Das Landgericht Köln gab der Klage des VN statt (Az. 23 O 216/18). Das Oberlandesgericht Köln änderte das Urteil auf die Berufung des VR ab und verurteilte ihn zur Rückzahlung eines geringeren Betrags (Az. 9 U 174/18). Die Prämienerhöhungen seien zwar wegen unzureichender Begründungen bis zur Heilung durch die Klageerwiderung im Jahre 2018 unwirksam. Der VN habe aber nur Anspruch auf Rückzahlung für die Jahre 2015 bis 2017. Rückforderungsansprüche für die davorliegenden Jahre seien verjährt.
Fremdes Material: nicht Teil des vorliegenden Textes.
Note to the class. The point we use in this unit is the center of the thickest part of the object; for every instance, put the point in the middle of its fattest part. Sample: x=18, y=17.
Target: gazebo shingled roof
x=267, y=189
Er hätte früher klagen können. Allerdings müsse der VR gezogene Nutzungen mit Zinsen herausgeben.

Das Urteil.

Dagegen wehrte sich der VN. Begründung: Eine Klage wäre wegen der unsicheren Rechtslage unzumutbar gewesen. Der BGH wies die Revision des VN zurück (Az. IV ZR 113/20). Der Verweis auf eine noch ausstehende höchstrichterliche Entscheidung sei unzulässig. Auch der Verjährungsbeginn sei dadurch nicht betroffen (vgl. BGH, IV ZR 294/19). Mit Erhalt der seiner Ansicht nach formal unzureichenden Änderungsmitteilungen hatte der VN die für einen Verjährungsbeginn notwendige Kenntnis. Eine Kenntnis von Tatsachen, aus denen eine materielle Unwirksamkeit der Beitragserhöhungen folgen könnte, sei hier unerheblich. Auch weitere Gründe, die sich aus der späteren Rechtsprechung des BGH ergeben, setzten keine neue Verjährungsfrist in Gang.

Der Ausblick.

Zwar sind die Beitragserhöhungen vieler privater Krankenversicherer infolge der jüngsten BGH-Rechtsprechung fraglich geworden. Gleichzeitig zieht der BGH für Rückforderungen aber klare Grenzen über die Verjährung. Prämienerhöhungen vor 2018 dürften jetzt nur noch schwer angreifbar sein. Dafür kann der VR Zinserträge aus nicht verjährten Prämienerhöhungen einfordern.